We shouldn't forget the ways wars can be fought today is very different then the capabilities of fighting them 75 yrs ago. Taking out infrastructure is part of war. Back then, that was done by destroying as much as possible. These days a GPS guided smart weapon would be used to take out power generation plants, destroy runways, and all heavy machinery factories. Taking away the ability AND the will of the enemy to fight is what war is all about. The Japanese people have a very strong will.
CH3CHO
Stephen BramellMAR. 21, 2017 - 04:49AM JST
Targeting civilians is a war crime. See Geneva Convention and the Hague Convention. It does not matter who started the war or who won the war.
utorsa
Doolittle`s Raid inflicted widespread damage and murdered innocent civilians including children. A reprehensible war crime.

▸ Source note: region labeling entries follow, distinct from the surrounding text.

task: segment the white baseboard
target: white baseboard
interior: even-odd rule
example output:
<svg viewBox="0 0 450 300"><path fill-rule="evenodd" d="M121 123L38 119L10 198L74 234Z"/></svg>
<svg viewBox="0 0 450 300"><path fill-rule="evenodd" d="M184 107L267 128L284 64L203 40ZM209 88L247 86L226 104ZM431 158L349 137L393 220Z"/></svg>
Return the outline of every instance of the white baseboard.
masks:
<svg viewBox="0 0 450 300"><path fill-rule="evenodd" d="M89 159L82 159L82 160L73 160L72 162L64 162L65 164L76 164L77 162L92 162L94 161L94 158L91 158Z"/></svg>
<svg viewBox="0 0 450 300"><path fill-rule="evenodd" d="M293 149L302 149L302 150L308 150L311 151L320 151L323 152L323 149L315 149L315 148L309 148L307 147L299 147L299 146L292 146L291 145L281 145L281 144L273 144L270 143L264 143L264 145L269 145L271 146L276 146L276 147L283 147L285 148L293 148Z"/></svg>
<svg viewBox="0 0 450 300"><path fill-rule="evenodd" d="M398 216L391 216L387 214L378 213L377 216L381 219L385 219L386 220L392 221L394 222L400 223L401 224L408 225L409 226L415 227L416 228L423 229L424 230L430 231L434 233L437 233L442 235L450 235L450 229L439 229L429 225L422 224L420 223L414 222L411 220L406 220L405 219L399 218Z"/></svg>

http://www.historynet.com/aftermath-doolittle-raid-reexamined.htm
The Womp
It is estimated that over 1000,000 Allied soldiers would have died in a ground invasion of Japan. This does not include the countless Japanese cilvilans that would have died. Japan was intent on never surrendering.... What other options were left?
asdfgtr
Disgusting to "honor" and glorify an air raid that brutally murdered women and children. Reflects very badly on the organizers and the U.S. military.
kiyoshiMukai
Tokyo fire bombing should be called a shame to humanity
tinawatanabe
The raids were on all over Japan and the number of victims were larger than by two nuclear bombs. The overnight raid on Tokyo killed more than 100,000 people and turned Tokyo into ashes.
utorsa
The Doolittle raid inflicted widespread damage and caused civilian deaths including children at school. Revisionist attempts to whitewash American war crimes and glorify the murder of children is morally reprehensible.
tinawatanabe
US had prepared to destroy Japan after Japan won Japan-Russia War. By international law, it was US that attacked Japan first.
It was the time the West was colonizing the entire world. McArther realized Japan was not bad and made testimony in front of US Joint-Congress that Japan was only defending.
tinawatanabe
China's fabrication. US and China were (and are) friends.